Am 18.11.2016 war der Tag der Pflegenden Angehörigen. Dazu gab es eine Informationsveranstaltung in der AK (Arbeiterkammer) im 4. Bezirk.
Leider kann ich nur punktuell etwas herausnehmen, ich hatte nicht mehr Zeit.

Es gibt z.B. Hilfe für Angehörige psychisch Erkrankter. Dazu gehören monatliche Gruppentreffen, Seminarangebote zu den verschiedenen Erkrankungen, persönliche, telefonische und Online-Beratung. http://www.hpe.at und Tel.: 01/526 42 02, Mo., Mi., Do. von 10-15 h, Di, Fr. von 10-12 h

Information und Unterstützungen für Pflegende Angehörige durch das Sozialministerium.

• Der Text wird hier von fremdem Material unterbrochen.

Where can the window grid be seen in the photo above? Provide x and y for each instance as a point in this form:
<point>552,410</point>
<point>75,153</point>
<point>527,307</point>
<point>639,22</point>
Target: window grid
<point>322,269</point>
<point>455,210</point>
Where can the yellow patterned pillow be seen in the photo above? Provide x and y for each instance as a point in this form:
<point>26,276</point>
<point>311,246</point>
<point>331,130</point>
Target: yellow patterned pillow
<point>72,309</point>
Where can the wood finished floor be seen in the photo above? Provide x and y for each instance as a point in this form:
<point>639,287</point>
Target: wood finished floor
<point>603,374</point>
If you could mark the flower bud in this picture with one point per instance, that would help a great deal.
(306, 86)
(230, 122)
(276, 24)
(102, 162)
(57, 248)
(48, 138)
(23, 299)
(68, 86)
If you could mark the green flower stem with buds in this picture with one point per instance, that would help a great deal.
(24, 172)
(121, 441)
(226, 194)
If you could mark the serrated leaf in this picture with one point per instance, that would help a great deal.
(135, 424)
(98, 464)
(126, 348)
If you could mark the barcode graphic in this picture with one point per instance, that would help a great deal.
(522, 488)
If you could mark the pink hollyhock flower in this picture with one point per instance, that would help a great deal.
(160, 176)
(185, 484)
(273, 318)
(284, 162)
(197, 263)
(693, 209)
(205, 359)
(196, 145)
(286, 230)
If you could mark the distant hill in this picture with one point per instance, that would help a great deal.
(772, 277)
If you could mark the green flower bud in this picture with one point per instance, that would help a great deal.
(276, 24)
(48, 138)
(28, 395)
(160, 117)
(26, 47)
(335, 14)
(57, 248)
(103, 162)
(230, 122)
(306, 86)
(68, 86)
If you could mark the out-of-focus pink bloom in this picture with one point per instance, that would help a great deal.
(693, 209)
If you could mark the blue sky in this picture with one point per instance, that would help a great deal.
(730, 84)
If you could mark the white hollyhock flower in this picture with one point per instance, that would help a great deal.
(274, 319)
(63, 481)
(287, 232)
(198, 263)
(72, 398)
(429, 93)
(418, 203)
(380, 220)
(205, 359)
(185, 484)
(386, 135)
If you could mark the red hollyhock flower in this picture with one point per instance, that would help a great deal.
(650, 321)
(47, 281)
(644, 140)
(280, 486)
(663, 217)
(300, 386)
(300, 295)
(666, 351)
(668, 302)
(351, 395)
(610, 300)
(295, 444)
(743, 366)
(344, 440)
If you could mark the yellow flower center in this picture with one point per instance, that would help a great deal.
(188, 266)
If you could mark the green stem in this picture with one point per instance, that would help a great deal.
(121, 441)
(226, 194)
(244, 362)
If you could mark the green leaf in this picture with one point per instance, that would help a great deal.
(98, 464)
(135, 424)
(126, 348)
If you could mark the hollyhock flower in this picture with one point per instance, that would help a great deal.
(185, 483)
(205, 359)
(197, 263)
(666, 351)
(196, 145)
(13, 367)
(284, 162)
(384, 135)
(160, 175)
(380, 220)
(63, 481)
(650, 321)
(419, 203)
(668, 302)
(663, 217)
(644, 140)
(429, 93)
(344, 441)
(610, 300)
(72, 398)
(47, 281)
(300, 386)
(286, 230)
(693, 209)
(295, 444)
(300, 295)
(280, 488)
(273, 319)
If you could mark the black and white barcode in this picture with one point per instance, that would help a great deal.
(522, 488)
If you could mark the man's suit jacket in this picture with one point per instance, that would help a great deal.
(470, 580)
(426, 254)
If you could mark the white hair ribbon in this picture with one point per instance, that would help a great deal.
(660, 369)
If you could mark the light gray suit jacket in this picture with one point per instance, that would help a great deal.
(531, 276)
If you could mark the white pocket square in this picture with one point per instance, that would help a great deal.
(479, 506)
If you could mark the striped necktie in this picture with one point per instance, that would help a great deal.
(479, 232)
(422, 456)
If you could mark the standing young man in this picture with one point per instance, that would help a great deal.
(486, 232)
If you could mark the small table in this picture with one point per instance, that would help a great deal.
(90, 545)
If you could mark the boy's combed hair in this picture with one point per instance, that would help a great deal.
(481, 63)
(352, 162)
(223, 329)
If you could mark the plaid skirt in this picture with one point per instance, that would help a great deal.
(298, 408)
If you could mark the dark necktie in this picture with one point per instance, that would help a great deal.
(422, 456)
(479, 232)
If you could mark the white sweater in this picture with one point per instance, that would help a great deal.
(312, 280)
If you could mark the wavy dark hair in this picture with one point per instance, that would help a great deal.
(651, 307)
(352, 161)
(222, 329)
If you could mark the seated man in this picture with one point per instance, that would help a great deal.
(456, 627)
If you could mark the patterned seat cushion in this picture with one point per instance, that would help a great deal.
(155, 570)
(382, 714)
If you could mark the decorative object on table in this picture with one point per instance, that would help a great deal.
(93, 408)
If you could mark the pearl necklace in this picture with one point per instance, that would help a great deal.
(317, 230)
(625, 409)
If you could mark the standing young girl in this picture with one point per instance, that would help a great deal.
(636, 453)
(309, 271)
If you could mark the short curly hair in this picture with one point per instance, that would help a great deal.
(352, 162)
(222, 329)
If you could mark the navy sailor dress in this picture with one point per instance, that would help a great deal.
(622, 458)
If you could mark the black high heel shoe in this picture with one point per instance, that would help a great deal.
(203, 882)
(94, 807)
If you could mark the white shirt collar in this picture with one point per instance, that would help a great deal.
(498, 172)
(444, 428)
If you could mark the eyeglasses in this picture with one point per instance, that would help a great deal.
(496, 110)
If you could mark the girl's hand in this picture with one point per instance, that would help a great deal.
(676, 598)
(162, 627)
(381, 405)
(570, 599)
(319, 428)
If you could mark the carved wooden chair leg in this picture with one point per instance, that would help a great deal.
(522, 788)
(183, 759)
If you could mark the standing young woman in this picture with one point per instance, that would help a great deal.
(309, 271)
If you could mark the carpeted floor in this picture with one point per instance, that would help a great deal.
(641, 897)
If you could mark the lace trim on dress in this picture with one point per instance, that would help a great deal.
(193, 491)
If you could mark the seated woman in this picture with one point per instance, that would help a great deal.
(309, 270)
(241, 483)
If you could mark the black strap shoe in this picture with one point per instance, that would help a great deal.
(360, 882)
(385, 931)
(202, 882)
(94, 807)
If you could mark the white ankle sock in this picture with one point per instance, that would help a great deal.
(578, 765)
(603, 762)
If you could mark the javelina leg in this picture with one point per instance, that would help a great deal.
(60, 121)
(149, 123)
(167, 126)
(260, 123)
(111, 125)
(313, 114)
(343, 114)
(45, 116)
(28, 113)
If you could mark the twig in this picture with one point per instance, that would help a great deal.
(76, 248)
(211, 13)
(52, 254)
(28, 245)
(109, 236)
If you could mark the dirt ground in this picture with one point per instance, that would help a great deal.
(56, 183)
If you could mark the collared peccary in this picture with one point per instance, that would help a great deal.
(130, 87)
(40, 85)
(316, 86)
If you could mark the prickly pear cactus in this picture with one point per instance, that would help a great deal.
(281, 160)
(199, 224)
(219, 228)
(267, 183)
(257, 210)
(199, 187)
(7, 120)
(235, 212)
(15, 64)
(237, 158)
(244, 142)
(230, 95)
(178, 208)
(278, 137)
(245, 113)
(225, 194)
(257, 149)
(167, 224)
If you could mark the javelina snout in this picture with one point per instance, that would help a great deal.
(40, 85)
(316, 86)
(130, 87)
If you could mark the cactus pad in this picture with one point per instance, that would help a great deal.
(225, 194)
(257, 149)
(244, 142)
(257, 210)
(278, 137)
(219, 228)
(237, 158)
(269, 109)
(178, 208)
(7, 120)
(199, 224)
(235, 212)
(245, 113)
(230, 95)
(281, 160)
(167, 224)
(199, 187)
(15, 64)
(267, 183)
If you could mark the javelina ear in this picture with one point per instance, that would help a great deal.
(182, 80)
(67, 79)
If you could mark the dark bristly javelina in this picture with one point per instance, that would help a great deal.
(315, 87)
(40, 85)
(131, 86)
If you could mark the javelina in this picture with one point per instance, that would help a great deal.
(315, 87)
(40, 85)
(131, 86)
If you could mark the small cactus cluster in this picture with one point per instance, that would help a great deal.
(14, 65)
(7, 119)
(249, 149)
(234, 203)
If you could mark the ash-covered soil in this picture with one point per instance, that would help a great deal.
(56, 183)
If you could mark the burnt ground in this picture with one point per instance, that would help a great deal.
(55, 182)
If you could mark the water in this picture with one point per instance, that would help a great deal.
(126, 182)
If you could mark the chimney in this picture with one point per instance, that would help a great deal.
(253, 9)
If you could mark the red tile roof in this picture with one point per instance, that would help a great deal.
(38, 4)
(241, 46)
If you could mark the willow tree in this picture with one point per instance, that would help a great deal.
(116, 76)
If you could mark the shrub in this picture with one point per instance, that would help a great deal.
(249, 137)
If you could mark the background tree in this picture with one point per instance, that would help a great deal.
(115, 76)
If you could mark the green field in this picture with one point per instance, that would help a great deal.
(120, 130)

Dazu gehören auch kostenlose Angehörigengespräche zur psychischen Entlastung. http://www.sozialministerium.at und Tel. 01/71100-0

Unterstützung durch Ergotherapeuten, zB. Beratung bei Umgestaltung der Wohnumgebung zur besseren Alltagsbewältigung (Anbringen von Haltegriffen, Umbau der Dusche), Beratung bei Hilfsmittel (zum Strümpfe an-ausziehen, dickere Messergriffe bei Gelenksproblemen, rutschfeste Unterlagen etc.), aber auch Schulungen.

Die AK stellt auf ihrer Website rund um das Thema „Pflege“ wichtige Informationen (Versicherung, Pflegefreistellung etc.) und auch eine PDF-Broschüre mit Steuerspartipps 2016 zur Verfügung. Ob es dazu ein Druckwerk/Fotokopien gibt, konnte ich bislang weder vor Ort noch telefonisch abklären. http://www.arbeiterkammer.at

Die Präsidentin der IG Pflege – http://www.ig-pflege.at – Birgit Meinhard-Schiebel fordert von der Politik für die Zukunft Grätzelschwestern als Entlastung in der häuslichen Pflege, etwa in der Nachbetreuung nach operativen Eingriffen sowie ein Angehörigenparlament. Für beide Forderungen gibt es Vorbilder in Nord- bzw. Nordwesteuropa.